Until recently, everything which was not known with certainty, i.e. which was not known to be either true or false or which was not known to either happen with certainty or to be impossible to occur, was modeled by means of probabilities. This holds in particular for uncertainties concerning the occurrence of events. probability theory was used irrespective of whether its axioms (such as, for instance, the law of large numbers) were satisfied or not, or whether the "events" could really be described unequivocally and crisply.

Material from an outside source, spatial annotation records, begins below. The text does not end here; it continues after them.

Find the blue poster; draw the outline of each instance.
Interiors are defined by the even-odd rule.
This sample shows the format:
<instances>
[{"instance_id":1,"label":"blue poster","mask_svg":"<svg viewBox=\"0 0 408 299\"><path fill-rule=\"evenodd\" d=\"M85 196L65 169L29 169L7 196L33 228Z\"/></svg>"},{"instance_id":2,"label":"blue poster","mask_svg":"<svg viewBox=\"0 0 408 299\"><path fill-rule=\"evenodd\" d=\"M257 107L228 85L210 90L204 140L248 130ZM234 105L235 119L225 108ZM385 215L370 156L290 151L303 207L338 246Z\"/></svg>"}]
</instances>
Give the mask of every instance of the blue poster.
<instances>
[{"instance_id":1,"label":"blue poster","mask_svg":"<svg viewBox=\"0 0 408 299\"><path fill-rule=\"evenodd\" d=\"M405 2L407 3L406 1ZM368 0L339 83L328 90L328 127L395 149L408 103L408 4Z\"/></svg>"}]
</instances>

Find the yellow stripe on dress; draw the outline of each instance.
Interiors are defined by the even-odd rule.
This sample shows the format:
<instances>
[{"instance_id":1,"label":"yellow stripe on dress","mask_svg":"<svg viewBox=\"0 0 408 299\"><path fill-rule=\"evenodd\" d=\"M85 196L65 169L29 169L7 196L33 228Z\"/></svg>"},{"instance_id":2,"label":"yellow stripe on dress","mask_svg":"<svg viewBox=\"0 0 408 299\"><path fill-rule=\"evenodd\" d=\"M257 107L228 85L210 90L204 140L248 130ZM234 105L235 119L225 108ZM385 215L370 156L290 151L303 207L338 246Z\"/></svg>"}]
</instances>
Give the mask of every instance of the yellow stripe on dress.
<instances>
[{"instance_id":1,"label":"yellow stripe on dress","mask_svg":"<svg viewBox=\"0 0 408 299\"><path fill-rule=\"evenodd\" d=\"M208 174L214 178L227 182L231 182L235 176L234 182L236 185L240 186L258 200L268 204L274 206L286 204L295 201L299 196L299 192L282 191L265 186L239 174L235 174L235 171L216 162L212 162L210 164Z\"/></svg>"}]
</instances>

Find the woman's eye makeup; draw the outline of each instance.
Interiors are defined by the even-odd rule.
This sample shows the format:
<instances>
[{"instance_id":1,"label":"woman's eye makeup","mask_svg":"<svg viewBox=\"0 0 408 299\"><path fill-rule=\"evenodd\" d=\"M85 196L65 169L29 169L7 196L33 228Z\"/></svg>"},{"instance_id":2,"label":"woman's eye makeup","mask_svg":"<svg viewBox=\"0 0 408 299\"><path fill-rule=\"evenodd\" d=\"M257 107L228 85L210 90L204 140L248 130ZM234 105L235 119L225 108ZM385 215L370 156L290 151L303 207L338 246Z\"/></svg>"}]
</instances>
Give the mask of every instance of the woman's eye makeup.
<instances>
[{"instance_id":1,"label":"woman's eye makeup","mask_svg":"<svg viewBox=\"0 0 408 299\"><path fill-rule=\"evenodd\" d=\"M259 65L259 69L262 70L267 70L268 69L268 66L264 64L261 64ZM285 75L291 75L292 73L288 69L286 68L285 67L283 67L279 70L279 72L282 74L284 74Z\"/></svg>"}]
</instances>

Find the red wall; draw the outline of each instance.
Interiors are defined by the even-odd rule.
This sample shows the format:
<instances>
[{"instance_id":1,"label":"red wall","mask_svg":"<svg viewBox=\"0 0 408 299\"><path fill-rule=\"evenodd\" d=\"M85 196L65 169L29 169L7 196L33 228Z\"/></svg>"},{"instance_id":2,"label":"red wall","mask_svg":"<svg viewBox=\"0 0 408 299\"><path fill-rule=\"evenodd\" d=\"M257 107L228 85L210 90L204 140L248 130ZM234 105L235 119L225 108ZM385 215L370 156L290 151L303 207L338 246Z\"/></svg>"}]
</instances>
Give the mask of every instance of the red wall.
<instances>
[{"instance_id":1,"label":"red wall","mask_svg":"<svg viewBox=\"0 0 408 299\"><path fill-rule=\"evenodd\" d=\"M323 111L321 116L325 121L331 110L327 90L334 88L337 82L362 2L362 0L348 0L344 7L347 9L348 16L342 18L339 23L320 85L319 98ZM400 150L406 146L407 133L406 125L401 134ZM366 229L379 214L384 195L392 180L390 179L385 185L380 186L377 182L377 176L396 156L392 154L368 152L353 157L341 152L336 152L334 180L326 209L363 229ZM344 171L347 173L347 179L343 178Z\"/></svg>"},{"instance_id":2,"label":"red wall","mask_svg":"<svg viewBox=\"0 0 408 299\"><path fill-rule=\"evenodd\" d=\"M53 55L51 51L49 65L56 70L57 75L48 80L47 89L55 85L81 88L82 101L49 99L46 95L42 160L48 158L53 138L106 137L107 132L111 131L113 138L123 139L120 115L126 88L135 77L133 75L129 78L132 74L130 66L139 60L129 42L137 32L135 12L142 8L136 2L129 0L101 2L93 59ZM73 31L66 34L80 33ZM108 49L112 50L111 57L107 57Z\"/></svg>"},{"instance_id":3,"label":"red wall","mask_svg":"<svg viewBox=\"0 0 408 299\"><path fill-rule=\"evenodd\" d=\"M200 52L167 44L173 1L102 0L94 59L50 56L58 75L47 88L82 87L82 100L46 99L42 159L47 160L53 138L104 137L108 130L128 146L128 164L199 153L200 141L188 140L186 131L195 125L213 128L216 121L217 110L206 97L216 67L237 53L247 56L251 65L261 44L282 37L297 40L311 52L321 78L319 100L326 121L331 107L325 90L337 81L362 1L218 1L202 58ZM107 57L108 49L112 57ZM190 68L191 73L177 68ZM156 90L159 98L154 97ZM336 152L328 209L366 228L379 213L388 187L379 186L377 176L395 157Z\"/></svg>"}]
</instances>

In the meantime one has become aware of the fact that uncertainties concerning the occurrence as well as concerning the description of events ought to be modeled in a much more differentiated way. New concepts and theories have been developed to do this: the theory of evidence, possibility theory, the theory of fuzzy sets have been advanced to a stage of remarkable maturity and have already been applied successfully in numerous cases and in many areas. Unluckily, the progress in these areas has been so fast in the last years that it has not been documented in a way which makes these results easily accessible and understandable for newcomers to these areas: text-books have not been able to keep up with the speed of new developments; edited volumes have been published which are very useful for specialists in these areas, but which are of very little use to nonspecialists because they assume too much of a background in fuzzy set theory. To a certain degree the same is true for the existing professional journals in the area of fuzzy set theory.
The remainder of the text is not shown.